A squat is when you bend your knees and drop back to a sitting position. The press is achieved by standing up on your toes and pushing the ball against the wall high above your head. The key element to blocking effectively is the ability to reach over the net (penetrate) and crunch your abdominal muscles (pike) to lock your arms in place.    

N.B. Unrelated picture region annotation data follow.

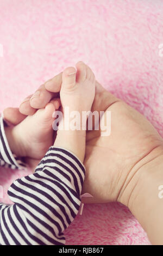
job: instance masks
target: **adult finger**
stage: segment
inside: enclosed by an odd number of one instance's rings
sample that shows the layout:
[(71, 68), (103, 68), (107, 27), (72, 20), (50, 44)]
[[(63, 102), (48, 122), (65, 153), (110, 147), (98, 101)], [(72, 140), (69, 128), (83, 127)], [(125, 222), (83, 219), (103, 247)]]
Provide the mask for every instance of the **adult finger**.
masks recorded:
[(20, 113), (24, 115), (32, 115), (36, 111), (35, 108), (32, 107), (30, 105), (30, 99), (32, 96), (32, 94), (27, 97), (23, 101), (22, 101), (19, 107)]

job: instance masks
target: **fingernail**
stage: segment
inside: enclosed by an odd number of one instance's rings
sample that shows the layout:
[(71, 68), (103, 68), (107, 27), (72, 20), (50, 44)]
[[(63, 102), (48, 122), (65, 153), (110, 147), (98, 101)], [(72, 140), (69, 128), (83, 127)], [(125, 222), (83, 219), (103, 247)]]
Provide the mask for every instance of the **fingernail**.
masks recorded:
[(26, 99), (22, 102), (22, 103), (21, 103), (21, 105), (22, 104), (23, 104), (23, 103), (26, 102), (26, 101), (29, 101), (29, 100), (30, 100), (30, 97), (26, 98)]
[(35, 93), (32, 95), (32, 96), (30, 98), (30, 100), (32, 100), (33, 98), (35, 97), (38, 97), (40, 95), (40, 92), (39, 90), (37, 90), (35, 92)]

You can perform a simple squat and press then add movement to increase complexity. 

Key drills:

- Squat and Press
- Squat & Press: two-step back and forth
- Squat & Press: shuffle back and forth
- Squat & Press: cross-over step

Key points:

The three key elements to successful blocking are:

Spacing: keep elbows high and in front to stay off the net
Load quads before jumping and avoid toe-jumping
Penetrate the net: reach over when blocking
All three of these common errors can be reduced by performing squat & presses at home. Be sure to add footwork patterns to get the most out of the exercises. I suggest three (3) sets of twenty (20) on off-nights.

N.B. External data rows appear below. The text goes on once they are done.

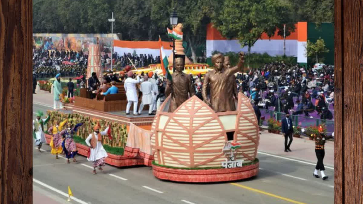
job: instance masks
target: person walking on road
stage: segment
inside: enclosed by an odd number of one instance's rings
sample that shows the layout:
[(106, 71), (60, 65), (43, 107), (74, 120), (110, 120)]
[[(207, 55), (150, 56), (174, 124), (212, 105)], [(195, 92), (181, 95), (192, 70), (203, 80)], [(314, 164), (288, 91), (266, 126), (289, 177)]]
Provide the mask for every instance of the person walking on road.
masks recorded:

Attacking drills you can do at home

Who wouldn’t want to hit a ball harder? To speed up your arm swing you essentially need to throw more balls. Therefore, you can simply grab a ball and do some throw and catch with a brother, sister or parent. Of course, if you want to avoid damaging everything in the house another alternative may have to be considered.

I recommend using badminton birds. Keep 4-5 in your left hand (if right-handed), pull one out at a time and throw them on the floor near a wall as quickly as you can. Consider 3-4 sets of 20 on your off-nights.

Key Points: 

Just as if you were throwing a baseball, or serving a volleyball, you should start with your weight on your back foot, then step forward with a heel-to-toe motion to allow for weight transfer and finally remember to drag your back toes to engage your hips. All this to rotate correctly and generate torque.

Also remember to keep your elbow high and behind your shoulder to ensure a full range of motion. 

APPROACHES: You can include your approaching footwork to add complexity. In other words, three-step approach, jump and throw badminton bird.

Serving drills you can do at home

As any coach will tell you, the most common mistake with overhead serves is the toss. We encourage our younger athletes to rotate when they serve so the mechanics would be similar as the attacking exercise listed above: weight on back foot, step forward heel-to-toe to transfer weight, and drag back toes to engage hips and generate torque.

The key to tossing successfully is keeping the ball high (don’t drop the ball below your waist) and pushing the ball in front so you are “chasing” it forward rather than stepping under it. I suggest practicing your serving toss with 3-4 sets of 20, again on your off-nights.